Among his many achievements is the identification of
the reptilian kind
now known as dinosaurs, as being quite distinct from
the reptiles which we
see today. He had described a number of these
reptiles, and was well aware
of those which had been excavated and described by
others. By 1841, nine
genera of giant reptiles were known to Owen and other
paleontologists. The
ones which Owen studied in particular detail were
Iguanadon, Megalosaurus
and Hylaeosaurus.
Over the years, he had dissected a number of reptiles
which had died at
the Regents Park Zoo in London. Consequently, he began
to realize that the
anatomy of the fossil reptiles could not be placed in
the families or even the
orders under which modern reptiles were classified. He
was convinced that
reptiles such as Iguanadon and Megalosaurus
belonged in a special order of
their own.
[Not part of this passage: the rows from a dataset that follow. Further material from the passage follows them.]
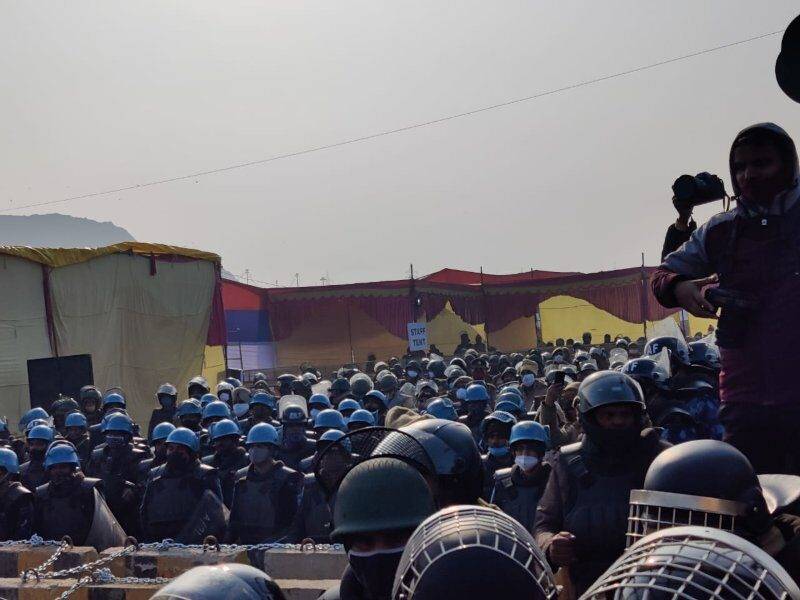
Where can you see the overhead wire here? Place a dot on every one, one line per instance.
(397, 130)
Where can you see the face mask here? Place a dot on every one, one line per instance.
(499, 452)
(259, 454)
(177, 461)
(375, 570)
(526, 463)
(115, 441)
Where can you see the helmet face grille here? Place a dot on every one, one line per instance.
(463, 527)
(694, 563)
(644, 519)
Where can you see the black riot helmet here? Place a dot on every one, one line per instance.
(455, 457)
(701, 482)
(472, 552)
(606, 388)
(696, 563)
(213, 582)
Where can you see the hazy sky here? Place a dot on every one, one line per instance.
(104, 94)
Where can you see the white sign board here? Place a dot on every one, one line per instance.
(417, 336)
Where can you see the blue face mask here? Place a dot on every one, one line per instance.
(499, 452)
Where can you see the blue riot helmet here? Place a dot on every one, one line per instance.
(207, 399)
(119, 423)
(184, 437)
(215, 411)
(318, 403)
(262, 433)
(112, 400)
(476, 393)
(347, 407)
(62, 453)
(442, 408)
(224, 428)
(161, 432)
(76, 420)
(35, 413)
(9, 461)
(359, 419)
(329, 419)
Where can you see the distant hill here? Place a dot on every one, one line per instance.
(59, 231)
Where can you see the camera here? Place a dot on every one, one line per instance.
(699, 189)
(735, 317)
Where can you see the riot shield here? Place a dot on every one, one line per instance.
(210, 517)
(105, 532)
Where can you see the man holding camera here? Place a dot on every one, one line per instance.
(753, 253)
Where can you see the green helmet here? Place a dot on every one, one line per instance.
(381, 494)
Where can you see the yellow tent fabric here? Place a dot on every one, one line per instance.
(62, 257)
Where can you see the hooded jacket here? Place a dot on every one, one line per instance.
(755, 250)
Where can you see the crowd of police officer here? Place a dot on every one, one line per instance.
(569, 455)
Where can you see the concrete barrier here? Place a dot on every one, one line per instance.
(18, 558)
(278, 563)
(13, 589)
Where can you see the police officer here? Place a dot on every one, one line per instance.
(158, 443)
(317, 403)
(711, 482)
(175, 489)
(91, 402)
(77, 432)
(32, 474)
(377, 403)
(117, 464)
(197, 387)
(167, 398)
(581, 519)
(267, 493)
(359, 419)
(375, 539)
(262, 410)
(476, 400)
(517, 489)
(112, 403)
(189, 415)
(294, 445)
(221, 581)
(472, 552)
(66, 504)
(228, 456)
(347, 407)
(328, 419)
(16, 501)
(339, 390)
(495, 433)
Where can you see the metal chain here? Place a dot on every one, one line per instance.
(39, 572)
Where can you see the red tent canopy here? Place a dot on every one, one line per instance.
(494, 300)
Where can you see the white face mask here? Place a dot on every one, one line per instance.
(526, 463)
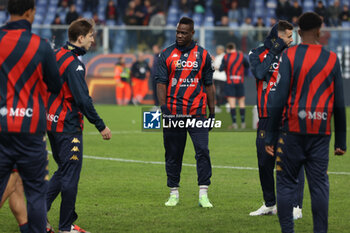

He conceived of them not merely as giant
reptiles, but as terrible
lizards or “dinosauria”. This name he proposed at the
meeting of the British
Association for the Advancement of Science in 1841. It
was published as
follows in 1842 in the Advancement of Science, “The combination of such characters, some as the sacral bones, altogether peculiar among Reptiles, others borrowed as it were, from groups now distinct from each other, and all manifested by creatures far surpassing in size the largest of existing reptiles, will it is presumed, be deemed sufficient ground for establishing a distinct tribe or suborder of Saurian Reptiles, for which I would propose the name Dinosauria.”